Cheapness has nothing to do with fab capacity, it has everything to do
with die sizes: the smaller the better. Current estimates are that
Larrabee will be *big*.

> IBM is still on board the Cell train afterall so we can expect Cell to stay.

You missed the other part of this thread that said otherwise.

Yousuf Khan
From: Bill Cable on
On Nov 27, 3:15 pm, Yousuf Khan <bbb...(a)spammenot.yahoo.com> wrote:
>
> You missed the other part of this thread that said otherwise.
>
>         Yousuf Khan

Based on what I Googled, one division of IBM is off the Cell... not
the whole of IBM.

--
Bill Cable - Steelers Fan & Star Wars Collector
http://CreatureCantina.com <----- funny!
cable(a)creaturecantina.com
From: YKhan on
On Nov 27, 4:24 pm, Bill Cable <billca...(a)gmail.com> wrote:
> On Nov 27, 3:15 pm, Yousuf Khan <bbb...(a)spammenot.yahoo.com> wrote:
> > You missed the other part of this thread that said otherwise.
>
> Based on what I Googled, one division of IBM is off the Cell...  not
> the whole of IBM.

The link has already been posted in another part of the thread. Here
it is again.

http://www.xbitlabs.com/news/cpu/display/20091123233555_IBM_Cans_Next_Generation_Cell_Processor_Plans_to_Change_Cell_Concept.html
From: YKhan on
On Nov 25, 9:53 pm, "First of One" <r...(a)127.0.0.1> wrote:
> According to John Carmack, at least one of the next-gen consoles won't have
> an optical drive. Who's up for 25GB game downloads? :-)

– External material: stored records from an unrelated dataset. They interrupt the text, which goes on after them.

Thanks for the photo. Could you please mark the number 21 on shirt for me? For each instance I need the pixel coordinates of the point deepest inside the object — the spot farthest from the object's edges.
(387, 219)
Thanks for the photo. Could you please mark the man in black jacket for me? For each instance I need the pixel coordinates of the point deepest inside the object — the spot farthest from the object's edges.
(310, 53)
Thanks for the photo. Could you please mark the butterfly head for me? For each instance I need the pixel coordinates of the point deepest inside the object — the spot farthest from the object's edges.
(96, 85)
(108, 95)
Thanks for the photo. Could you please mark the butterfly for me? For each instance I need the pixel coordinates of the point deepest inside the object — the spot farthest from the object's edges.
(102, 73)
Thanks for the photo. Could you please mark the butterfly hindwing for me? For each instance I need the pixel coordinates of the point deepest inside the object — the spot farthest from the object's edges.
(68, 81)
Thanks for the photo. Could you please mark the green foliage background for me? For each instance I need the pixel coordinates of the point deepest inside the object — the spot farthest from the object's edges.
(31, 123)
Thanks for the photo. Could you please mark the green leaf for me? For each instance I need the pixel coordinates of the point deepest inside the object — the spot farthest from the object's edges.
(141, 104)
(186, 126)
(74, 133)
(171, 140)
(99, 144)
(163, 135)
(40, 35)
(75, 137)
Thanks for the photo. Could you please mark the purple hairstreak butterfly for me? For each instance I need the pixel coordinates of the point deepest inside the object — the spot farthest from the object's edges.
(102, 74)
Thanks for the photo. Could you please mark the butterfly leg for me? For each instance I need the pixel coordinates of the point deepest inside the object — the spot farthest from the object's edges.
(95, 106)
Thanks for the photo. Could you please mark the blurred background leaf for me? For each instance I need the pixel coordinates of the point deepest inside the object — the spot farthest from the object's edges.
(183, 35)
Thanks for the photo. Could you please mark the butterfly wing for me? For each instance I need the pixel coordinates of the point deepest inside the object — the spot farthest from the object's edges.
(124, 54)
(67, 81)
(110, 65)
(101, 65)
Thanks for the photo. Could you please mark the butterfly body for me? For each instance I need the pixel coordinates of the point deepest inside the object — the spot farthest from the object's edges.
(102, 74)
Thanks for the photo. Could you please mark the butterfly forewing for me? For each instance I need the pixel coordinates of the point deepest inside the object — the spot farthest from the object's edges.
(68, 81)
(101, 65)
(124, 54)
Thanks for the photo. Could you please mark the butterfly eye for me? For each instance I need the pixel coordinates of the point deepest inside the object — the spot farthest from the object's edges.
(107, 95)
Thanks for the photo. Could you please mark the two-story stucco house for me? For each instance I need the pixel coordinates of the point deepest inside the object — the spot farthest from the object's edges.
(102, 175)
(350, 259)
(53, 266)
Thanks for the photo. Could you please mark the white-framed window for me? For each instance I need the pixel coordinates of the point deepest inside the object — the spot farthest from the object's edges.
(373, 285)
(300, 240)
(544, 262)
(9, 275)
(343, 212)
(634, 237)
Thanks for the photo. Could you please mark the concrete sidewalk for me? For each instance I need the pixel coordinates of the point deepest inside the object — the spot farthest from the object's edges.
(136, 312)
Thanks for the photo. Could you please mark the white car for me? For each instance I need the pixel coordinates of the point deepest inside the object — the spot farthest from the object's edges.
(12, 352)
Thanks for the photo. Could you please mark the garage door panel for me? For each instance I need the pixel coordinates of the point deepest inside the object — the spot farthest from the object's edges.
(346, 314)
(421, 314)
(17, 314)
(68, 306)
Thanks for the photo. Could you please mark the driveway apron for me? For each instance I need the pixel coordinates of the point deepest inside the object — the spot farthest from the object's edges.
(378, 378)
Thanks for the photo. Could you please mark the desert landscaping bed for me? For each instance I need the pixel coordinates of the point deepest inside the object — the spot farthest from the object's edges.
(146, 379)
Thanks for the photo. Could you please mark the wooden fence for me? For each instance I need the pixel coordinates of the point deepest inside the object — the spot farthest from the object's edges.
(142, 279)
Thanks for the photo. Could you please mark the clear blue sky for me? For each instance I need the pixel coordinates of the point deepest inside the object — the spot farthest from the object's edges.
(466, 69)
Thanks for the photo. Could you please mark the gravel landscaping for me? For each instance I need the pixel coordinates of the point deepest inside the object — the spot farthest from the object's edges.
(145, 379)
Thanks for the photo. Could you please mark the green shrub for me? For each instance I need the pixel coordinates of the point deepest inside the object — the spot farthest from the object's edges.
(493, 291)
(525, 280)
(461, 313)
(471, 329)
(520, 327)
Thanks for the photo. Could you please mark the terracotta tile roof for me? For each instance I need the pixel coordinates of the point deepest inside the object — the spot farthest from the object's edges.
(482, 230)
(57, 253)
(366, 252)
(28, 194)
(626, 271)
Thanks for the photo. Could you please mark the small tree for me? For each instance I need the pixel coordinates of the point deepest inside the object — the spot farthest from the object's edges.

Well, Nintendo used to do fine with cartridges in the olden days.
Perhaps they're going back to the modern equivalent of cartridges,
flash memory thumb drives? Most modern SD flash cards are 8 to 16GB,
meaning that they're already larger than or equal to DVD drives in
capacity, and they are still growing. Blu-Ray disk don't seem like
they offer enough of a cost advantage over flash drives.
From: Miles Bader on
"First of One" <root(a)127.0.0.1> writes:
> The PS2 could also do both edge AA and even FSAA (with both supersampling
> and multisampling), but early games evidently didn't use them. Sony's early
> developments tools may have been crappy.

Perhaps it's just the laziness of developers, but as far as I've seen,
the vast majority of PS2 games looked awful right up to the end.